En el día a día, pero sobre todo en el ámbito laboral, solemos enfrentar momentos que podemos denominar como difíciles o incómodos, ya sea porque suponen un reto o proyecto importante, porque la temática es dura de abordar, porque puede tener diferentes puntos de vista, o hasta porque nos desafían personalmente en emocionalidad y confianza. ¿Te pasó? Perdé el miedo a las conversaciones difíciles, preparándote antes de tenerlas.

Hacer un pedido, tener una charla o hasta realizar un feedback pueden convertirse en una experiencia de la que muchos preferirían no participar. Suponen una situación incómoda, ponen en juego creencias, nos enfrentan a valoraciones personales, crean escenarios y se cargan de expectativas que llevan a transformar una conversación en un momento tenso.

¿Sentiste alguna vez que no podías llevar adelante ese momento de retroalimentación? Antes de avanzar, te comparto las claves para dar un feedback efectivo y constructivo.

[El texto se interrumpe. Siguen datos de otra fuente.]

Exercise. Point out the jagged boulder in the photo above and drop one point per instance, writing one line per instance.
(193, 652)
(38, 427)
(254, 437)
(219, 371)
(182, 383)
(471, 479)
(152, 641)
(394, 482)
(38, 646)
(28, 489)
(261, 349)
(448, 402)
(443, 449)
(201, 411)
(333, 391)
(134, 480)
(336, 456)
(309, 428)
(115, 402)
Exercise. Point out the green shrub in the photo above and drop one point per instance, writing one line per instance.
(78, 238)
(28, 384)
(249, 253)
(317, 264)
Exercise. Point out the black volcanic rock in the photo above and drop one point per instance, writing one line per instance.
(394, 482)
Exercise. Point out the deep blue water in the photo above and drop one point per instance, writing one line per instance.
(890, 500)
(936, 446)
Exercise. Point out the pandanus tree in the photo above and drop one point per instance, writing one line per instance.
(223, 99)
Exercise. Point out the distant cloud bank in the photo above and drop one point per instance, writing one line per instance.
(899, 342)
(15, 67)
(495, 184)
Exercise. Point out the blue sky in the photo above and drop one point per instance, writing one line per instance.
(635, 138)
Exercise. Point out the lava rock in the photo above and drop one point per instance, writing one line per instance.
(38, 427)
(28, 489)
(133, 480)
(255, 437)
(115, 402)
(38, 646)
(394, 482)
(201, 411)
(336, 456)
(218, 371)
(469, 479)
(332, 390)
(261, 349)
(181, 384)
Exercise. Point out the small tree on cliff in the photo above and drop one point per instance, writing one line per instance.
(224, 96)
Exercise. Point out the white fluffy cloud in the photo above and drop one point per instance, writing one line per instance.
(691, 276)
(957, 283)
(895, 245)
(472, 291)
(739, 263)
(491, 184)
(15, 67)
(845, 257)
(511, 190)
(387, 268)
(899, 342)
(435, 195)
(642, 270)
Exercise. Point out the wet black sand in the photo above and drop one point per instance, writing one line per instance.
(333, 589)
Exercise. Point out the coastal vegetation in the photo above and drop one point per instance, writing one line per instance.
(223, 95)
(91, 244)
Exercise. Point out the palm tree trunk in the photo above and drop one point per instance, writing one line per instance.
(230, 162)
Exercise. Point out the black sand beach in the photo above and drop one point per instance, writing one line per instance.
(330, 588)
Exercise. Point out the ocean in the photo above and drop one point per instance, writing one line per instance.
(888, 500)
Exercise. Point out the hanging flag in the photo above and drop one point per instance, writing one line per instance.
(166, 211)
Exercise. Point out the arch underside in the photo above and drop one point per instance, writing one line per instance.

Así sea en una instancia de retroalimentación laboral como en cualquier otra conversación difícil o incómoda, es común sentir miedo y nervios. Sin embargo, que sea algo habitual, no quiere decir que lo normalicemos. Existen maneras de prepararte y  ganar confianza y seguridad al momento de tener una de estas charlas, ¡y te voy a contar cómo lograrlo!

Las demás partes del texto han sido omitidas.